Interviews

Jose Mourinho discusses his past, present and future at Roma

Andy Mattioli
I

Roma manager Jose Mourinho released a lengthy interview to Sky Sport where he reflected on his career highlights.

During the interview with Italian journalist Federico Buffa, Mourinho also commented on his time at Roma, his relationship with the fans and what the future might hold for him.

“There is what I call Mourinhismo and Anti-Mourinhismo, especially here in Rome there’s both,” said the Portuguese technician.

“Mourinhismo is known to those who know what I have achieved. Anti-Mourinhismo is spewed by those who were happy when Roma wasn’t winning anything and didn’t have any kind of European success. They have fun talking on the radio and that’s fine. Anti-Mourinhismo sells, Mourinhismo is a way of carrying yourself in life.”

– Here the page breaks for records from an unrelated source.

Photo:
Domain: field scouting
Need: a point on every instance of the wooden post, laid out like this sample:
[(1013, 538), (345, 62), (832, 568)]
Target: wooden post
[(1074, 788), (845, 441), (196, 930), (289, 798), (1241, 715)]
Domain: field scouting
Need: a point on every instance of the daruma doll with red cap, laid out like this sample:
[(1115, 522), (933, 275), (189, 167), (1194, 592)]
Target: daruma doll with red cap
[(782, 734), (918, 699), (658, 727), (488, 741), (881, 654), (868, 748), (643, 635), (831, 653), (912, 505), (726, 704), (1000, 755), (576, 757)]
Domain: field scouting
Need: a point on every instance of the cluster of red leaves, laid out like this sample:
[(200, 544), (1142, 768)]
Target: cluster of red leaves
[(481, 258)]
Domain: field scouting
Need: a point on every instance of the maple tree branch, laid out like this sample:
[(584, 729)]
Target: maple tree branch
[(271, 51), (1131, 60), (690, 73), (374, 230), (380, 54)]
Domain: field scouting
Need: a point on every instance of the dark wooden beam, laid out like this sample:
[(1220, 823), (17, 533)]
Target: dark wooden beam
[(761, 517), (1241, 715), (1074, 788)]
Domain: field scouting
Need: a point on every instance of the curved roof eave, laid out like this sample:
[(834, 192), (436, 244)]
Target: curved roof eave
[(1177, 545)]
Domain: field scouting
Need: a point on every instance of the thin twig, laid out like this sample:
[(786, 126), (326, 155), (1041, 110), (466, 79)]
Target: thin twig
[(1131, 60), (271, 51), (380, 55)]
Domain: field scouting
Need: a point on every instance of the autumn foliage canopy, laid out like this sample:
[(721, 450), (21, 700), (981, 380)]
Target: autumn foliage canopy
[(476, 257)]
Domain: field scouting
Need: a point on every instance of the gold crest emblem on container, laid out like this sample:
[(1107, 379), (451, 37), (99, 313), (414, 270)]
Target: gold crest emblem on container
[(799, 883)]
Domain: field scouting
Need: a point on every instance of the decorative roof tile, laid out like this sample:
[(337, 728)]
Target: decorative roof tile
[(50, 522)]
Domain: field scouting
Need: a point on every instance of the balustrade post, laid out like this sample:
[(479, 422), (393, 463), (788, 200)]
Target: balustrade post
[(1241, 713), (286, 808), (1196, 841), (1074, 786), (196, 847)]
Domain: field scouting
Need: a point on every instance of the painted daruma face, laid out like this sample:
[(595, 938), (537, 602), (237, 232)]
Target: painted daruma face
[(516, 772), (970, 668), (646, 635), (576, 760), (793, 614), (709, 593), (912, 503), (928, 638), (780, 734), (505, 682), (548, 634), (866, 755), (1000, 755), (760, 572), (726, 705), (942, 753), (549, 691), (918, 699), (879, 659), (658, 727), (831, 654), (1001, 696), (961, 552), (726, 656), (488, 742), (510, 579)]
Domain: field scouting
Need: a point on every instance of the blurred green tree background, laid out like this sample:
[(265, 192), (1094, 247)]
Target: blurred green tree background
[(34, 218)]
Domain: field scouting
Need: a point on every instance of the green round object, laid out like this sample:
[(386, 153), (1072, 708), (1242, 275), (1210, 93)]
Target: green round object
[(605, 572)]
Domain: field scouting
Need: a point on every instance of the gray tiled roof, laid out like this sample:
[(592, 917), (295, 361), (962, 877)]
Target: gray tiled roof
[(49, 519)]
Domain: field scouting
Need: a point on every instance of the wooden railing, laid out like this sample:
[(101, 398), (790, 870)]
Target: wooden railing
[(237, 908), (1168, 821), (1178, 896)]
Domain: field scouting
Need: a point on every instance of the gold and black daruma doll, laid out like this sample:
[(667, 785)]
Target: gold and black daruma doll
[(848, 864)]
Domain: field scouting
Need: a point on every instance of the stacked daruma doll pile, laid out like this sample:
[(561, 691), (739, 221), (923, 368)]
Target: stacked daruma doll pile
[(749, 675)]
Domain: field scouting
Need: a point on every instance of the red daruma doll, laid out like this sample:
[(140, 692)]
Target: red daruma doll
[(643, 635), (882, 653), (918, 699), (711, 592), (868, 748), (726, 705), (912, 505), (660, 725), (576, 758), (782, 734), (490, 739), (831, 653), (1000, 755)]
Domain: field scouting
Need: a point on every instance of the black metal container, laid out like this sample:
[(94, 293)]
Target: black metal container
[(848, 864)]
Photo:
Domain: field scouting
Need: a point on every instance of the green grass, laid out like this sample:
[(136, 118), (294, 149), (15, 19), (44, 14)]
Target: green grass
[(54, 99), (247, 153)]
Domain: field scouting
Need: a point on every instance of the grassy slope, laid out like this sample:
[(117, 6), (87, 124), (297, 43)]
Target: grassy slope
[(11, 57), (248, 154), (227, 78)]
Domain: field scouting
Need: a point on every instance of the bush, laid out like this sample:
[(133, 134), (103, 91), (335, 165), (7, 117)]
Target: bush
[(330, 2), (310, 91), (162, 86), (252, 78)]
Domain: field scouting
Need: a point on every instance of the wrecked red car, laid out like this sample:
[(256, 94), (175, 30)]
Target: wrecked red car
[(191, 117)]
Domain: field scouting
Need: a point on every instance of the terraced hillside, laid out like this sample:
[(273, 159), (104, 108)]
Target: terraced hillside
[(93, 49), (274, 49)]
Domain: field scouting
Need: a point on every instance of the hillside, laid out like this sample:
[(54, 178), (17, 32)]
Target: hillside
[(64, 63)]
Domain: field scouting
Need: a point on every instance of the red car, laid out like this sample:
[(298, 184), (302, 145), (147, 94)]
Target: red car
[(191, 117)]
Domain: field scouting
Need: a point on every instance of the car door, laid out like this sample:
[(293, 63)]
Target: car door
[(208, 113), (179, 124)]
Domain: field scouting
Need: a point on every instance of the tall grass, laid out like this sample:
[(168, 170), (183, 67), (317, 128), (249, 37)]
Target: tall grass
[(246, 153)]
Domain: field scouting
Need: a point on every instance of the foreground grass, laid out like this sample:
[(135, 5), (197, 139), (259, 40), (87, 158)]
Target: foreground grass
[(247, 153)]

“I say this because I find people on the street, in every place of the world, who identify with me and with my way of being in life. However, the most important match is always the next one. The rest is in the past, it is history.”

“When I first arrived here, I didn’t know Roma. I had played against them with Inter. I didn’t know Rome either as a city with a football heart, or Roma as club. I had managed three big teams in England, Manchester, Chelsea and Tottenham and so I wanted to leave England. Roma¬†came to me with a proposal that I liked, and it was the ownership that made me come.”

“Later, when I came and learned about Romanism, I learned about all the fans’ doubts, I learned about all their frustrations and I tried to get into their headspace. I asked myself many questions, which I need to answer over time. I became very fond of the players at this club. I like Romanism. I like the pure Roma fan, I like the Roma fan I meet on the street, the one who goes to Trigoria in the morning just to get a photo with me and the players. I like people who follow the team everywhere.”

“When you reach two European finals and take the city with you, when you cry with joy with them, you become even more one of them. That’s what I feel now, it was natural. When I’m on the bench and I look to the right [to the Curva Sud] at the Olimpico I still get emotional. When I look to my right it gives me shivers, these are people who stay with me, even when one day I will leave.”

“Will I stay? I do not know. Before Budapest I promised the players that I would stay. After Spezia, at the Olimpico, I told the fans that I would stay here and now I am here.”